Providers of cellular and satellite networking services for connecting telehealth and other non-phone wireless devices are approached every day with new use case scenarios about how telemedicine can provide novel value. Those applications are growing rapidly in the market.
Healthcare IT News spoke with Alex Brisbourne, president and COO of KORE Telematics, a wireless network provider focused on the M2M communications market, regarding these evolving telemedicine opportunities. Brisbourne presented the top five health conditions ripe for treatment -- or already being treated -- via telemedicine.
1. Active heart monitoring
[See also: Global market for telehealth tech on upswing]
For at-risk patients, wireless heart monitoring devices have already proven to reduce hospitalization through early detection of heart failure. In addition, these devices are able to limit the time that physicians spend looking at data that is not pertinent, Brisbourne says, since they only send notifications with information that is outside an acceptable range.
2. Blood pressure
Wireless sensor nodes have become cost-effective, compact and energy efficient, which allows for continuous cycle reporting and electronic dispatch in urgent situations. It is important, however, to distinguish in this category between "critical monitoring" and "convenience monitoring." The former is able to account for stress, eating habits and other external triggers more completely and pinpoint life-or-death issues. The latter includes iPhone Apps for the merely curious consumer.

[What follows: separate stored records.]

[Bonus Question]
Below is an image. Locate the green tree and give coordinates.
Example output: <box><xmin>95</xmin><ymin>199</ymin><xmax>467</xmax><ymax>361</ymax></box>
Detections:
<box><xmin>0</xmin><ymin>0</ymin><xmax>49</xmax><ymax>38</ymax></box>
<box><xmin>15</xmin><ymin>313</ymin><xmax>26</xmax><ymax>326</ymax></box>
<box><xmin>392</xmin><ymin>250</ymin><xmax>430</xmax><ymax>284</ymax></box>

Wireless glucose monitoring devices can send alerts to patients and doctors when values move outside an acceptable range. These devices can also monitor for dietary intake that would affect a patient's course of action.
4. Prescription compliance
Patient health risks -- and the risk of hospital admission -- are greatly reduced by eliminating medication misses. But there's also a need to ensure that people take entire drug courses and eliminate the potential for re-prescribing, says Brisbourne. Billions of dollars each year reach their expiration date in patients' medicine cabinets, he notes. Additional intangible benefits include fewer provider phone calls, and even shorter wait times in provider offices by eliminating visits from improper prescription utilization.